Sarei felice se potesse illuminarmi in proposito.
Massimo Birattari
Buongiorno. Il “voi” persiste non solo in Campania, ma anche in altre zone del Sud (per esempio in Puglia). La ragione è semplicemente che in quei dialetti (in quelle lingue regionali) il pronome di cortesia è il “voi”, e tende a mantenersi anche quando si parla in italiano. In altre lingue regionali il pronome di cortesia è quello di terza persona singolare.
anita ricci
Io spero che presto si arrivi ad usare solo il Tu,
Per essere più democratici, più cittadini del mondo, e anche per ritornare al latino antico
Massimo Birattari
Il tu di fatto oggi si usa più di 40 anni fa. Non ha solo vantaggi, secondo me…
Antonella
Io penso che a Bologna il voi si dia ai servi adeguatevi.
Massimo Birattari
A chi è rivolto il “voi” di “adeguatevi”?
Anna. Filice
É davvero spiacevoles sentirsi dare del tu da persone appena conosciute con le quali non si ha , di fatto , alcuna familiarita’ per me si tratta di un errore grassolano che svaluta immediatamente chi lo commette.Nnon mi dilungo sui perché facilmente intuibili
Anna. Filice
Molto interessante é risultato per me questo excursus puntuale sull ‘ uso del voi , lei, attraverso i popoli ed i secoli.non apprezzo, , per usare un eufemismo, infatti ciò che accade, quando entrando in un negozio, ci si sente dare del tu , da una commessa, magari di 18 anni !!!! Questo però accade solo in negozi poco qualificati, dozzinali
Klaudia Sambla
Io trovo estremamente affascinante la ricchezza di una lingua che prevede diverse forme di interlocuzione tra persone (Lei/Voi/Tu) modulandole in base alla natura del rapporto e stimolando ognuno ad imparare sfumature di linguaggio.

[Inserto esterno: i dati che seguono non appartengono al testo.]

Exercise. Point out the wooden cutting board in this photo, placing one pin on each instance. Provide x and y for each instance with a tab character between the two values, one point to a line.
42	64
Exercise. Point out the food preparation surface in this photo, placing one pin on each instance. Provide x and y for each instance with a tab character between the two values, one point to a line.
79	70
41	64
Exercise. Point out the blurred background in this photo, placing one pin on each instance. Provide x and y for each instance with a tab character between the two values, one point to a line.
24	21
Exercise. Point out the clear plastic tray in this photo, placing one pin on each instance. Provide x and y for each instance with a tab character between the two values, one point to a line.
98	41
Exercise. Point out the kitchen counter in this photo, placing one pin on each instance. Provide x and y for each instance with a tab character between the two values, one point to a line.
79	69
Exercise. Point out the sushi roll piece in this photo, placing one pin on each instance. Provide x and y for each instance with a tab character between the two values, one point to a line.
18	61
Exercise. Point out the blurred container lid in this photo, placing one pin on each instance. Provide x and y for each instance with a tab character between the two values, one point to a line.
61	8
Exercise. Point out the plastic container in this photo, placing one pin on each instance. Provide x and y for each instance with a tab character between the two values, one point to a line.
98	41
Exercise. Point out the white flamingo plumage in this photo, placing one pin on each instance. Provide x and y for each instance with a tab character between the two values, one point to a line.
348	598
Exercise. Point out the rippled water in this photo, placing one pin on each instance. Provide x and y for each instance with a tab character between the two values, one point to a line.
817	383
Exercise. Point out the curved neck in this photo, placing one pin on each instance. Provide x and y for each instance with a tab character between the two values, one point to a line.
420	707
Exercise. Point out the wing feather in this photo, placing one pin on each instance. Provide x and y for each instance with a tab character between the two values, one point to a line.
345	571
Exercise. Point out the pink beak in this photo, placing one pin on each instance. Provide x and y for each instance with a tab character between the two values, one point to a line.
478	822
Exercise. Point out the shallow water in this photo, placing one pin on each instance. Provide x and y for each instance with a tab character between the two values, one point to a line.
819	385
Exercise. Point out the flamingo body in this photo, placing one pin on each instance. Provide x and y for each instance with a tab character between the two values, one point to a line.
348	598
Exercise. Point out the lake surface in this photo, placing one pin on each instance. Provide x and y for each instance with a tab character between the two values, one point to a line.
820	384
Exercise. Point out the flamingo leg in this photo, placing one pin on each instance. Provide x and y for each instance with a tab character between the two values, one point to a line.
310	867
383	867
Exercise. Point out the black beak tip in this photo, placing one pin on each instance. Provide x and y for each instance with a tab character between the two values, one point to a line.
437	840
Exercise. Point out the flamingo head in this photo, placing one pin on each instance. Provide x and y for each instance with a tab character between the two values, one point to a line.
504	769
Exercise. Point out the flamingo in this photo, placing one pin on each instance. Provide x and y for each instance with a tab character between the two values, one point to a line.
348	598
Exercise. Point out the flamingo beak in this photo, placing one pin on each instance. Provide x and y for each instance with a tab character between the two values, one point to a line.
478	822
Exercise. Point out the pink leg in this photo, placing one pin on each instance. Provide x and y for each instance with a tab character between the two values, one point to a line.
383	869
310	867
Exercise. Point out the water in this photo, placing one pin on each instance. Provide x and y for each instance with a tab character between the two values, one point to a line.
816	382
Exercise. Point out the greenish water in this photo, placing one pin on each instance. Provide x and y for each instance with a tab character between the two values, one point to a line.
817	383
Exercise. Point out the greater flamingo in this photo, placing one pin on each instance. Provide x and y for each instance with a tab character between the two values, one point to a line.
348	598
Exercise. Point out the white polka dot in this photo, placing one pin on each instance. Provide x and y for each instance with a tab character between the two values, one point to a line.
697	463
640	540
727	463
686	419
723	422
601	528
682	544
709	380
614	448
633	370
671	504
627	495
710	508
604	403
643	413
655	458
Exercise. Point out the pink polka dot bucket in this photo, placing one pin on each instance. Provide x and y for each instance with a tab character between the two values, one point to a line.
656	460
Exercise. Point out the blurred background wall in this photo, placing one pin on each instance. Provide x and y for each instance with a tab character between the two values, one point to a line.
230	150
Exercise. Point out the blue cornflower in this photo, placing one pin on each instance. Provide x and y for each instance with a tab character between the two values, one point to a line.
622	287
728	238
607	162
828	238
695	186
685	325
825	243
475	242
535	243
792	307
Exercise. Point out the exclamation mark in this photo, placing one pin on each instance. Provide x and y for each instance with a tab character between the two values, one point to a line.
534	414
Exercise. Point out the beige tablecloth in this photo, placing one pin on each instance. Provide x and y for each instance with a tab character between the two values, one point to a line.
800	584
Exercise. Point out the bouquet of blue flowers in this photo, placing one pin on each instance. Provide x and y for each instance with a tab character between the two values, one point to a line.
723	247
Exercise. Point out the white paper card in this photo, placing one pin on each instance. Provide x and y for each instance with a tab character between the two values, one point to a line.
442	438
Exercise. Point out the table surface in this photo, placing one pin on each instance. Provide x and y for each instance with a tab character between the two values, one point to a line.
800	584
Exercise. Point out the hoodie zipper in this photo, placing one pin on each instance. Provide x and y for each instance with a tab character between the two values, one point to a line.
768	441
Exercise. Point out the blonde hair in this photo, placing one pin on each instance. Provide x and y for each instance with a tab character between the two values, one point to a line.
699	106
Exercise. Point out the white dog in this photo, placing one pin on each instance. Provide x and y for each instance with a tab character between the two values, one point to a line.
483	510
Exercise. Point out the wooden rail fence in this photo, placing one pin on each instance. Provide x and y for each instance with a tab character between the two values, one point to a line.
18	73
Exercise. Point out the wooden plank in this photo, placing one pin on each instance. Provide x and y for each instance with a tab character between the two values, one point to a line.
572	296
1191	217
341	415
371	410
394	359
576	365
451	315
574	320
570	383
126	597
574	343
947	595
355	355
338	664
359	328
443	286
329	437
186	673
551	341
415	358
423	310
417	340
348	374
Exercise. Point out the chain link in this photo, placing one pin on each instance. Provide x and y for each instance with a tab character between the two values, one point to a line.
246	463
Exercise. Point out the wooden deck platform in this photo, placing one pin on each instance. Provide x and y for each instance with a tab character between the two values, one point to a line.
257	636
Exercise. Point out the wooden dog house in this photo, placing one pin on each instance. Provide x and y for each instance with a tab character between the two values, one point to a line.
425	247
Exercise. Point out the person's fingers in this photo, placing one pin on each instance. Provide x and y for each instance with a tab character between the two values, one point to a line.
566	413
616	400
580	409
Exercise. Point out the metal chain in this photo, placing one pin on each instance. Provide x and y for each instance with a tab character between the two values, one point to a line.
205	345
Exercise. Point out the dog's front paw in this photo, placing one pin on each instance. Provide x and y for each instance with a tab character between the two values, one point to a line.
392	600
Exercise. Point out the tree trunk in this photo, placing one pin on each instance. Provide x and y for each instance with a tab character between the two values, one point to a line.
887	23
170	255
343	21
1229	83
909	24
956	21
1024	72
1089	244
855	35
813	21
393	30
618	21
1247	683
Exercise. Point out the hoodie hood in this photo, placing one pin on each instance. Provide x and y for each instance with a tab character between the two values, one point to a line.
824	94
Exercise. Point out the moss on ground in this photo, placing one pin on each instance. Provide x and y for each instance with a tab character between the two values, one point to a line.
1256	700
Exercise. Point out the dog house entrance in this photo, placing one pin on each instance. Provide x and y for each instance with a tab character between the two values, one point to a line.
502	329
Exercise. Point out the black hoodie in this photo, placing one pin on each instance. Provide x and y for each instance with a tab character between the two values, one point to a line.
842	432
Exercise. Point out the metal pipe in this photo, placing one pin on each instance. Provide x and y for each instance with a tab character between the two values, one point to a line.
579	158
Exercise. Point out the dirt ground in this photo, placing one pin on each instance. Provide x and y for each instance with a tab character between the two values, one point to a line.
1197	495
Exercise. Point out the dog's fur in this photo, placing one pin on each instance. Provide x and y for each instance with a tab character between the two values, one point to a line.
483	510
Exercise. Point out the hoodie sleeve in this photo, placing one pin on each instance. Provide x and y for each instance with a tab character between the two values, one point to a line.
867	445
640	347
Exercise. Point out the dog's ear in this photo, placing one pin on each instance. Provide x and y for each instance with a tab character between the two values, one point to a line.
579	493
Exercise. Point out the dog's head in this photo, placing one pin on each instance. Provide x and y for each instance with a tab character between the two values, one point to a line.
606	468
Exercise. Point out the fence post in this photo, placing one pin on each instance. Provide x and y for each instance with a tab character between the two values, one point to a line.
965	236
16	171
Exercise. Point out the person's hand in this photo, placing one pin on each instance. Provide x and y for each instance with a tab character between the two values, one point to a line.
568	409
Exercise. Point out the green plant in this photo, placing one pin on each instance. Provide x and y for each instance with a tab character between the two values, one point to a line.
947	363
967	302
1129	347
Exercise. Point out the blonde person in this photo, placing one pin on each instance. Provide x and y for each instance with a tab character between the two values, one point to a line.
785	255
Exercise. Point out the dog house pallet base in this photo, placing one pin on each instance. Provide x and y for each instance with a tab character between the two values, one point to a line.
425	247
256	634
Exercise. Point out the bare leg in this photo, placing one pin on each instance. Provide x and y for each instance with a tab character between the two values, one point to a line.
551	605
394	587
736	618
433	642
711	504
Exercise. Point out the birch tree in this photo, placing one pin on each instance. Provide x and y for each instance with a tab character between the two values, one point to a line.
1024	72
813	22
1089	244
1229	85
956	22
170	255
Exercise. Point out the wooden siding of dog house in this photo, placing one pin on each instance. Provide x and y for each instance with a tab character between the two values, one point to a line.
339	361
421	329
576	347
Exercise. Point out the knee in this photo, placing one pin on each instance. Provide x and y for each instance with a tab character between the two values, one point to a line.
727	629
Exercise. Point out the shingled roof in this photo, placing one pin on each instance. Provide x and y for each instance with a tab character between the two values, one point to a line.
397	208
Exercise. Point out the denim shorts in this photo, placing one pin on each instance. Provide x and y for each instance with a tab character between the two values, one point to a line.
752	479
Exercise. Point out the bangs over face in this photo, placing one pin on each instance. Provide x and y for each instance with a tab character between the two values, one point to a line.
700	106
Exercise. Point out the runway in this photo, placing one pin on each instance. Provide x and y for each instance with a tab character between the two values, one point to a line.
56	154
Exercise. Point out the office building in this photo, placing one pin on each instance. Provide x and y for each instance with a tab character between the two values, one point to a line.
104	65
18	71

Secondo me la semplificazione sarà più moderna, ma appiattisce.
Elena Bertuzzi
È così difficile imparare a parlare e a scrivere secondo l’italiano corrente? Credo basti studiare, leggere, praticare… ormai si tende a semplificare tutto, continuamente, soprattutto a causa della scrittura digitale. E scrivono togliendo le maiuscole, le acca, la punteggiatura, ecc… a me disturba il tu usato da una commessa ventenne, per esempio, soprattutto se usato con noncuranza. Mi fa sentire più giovane? Semplifica il linguaggio? All’inglese, certamente, perché tutto deve essere sempre più rapido. Se bastasse il tu a rendere gli uomini tutti uguali firmerei subito! Invece il Lei può essere meraviglioso, perché aiuta a mantenere le distanze, a volte fondamentali nei rapporti umani.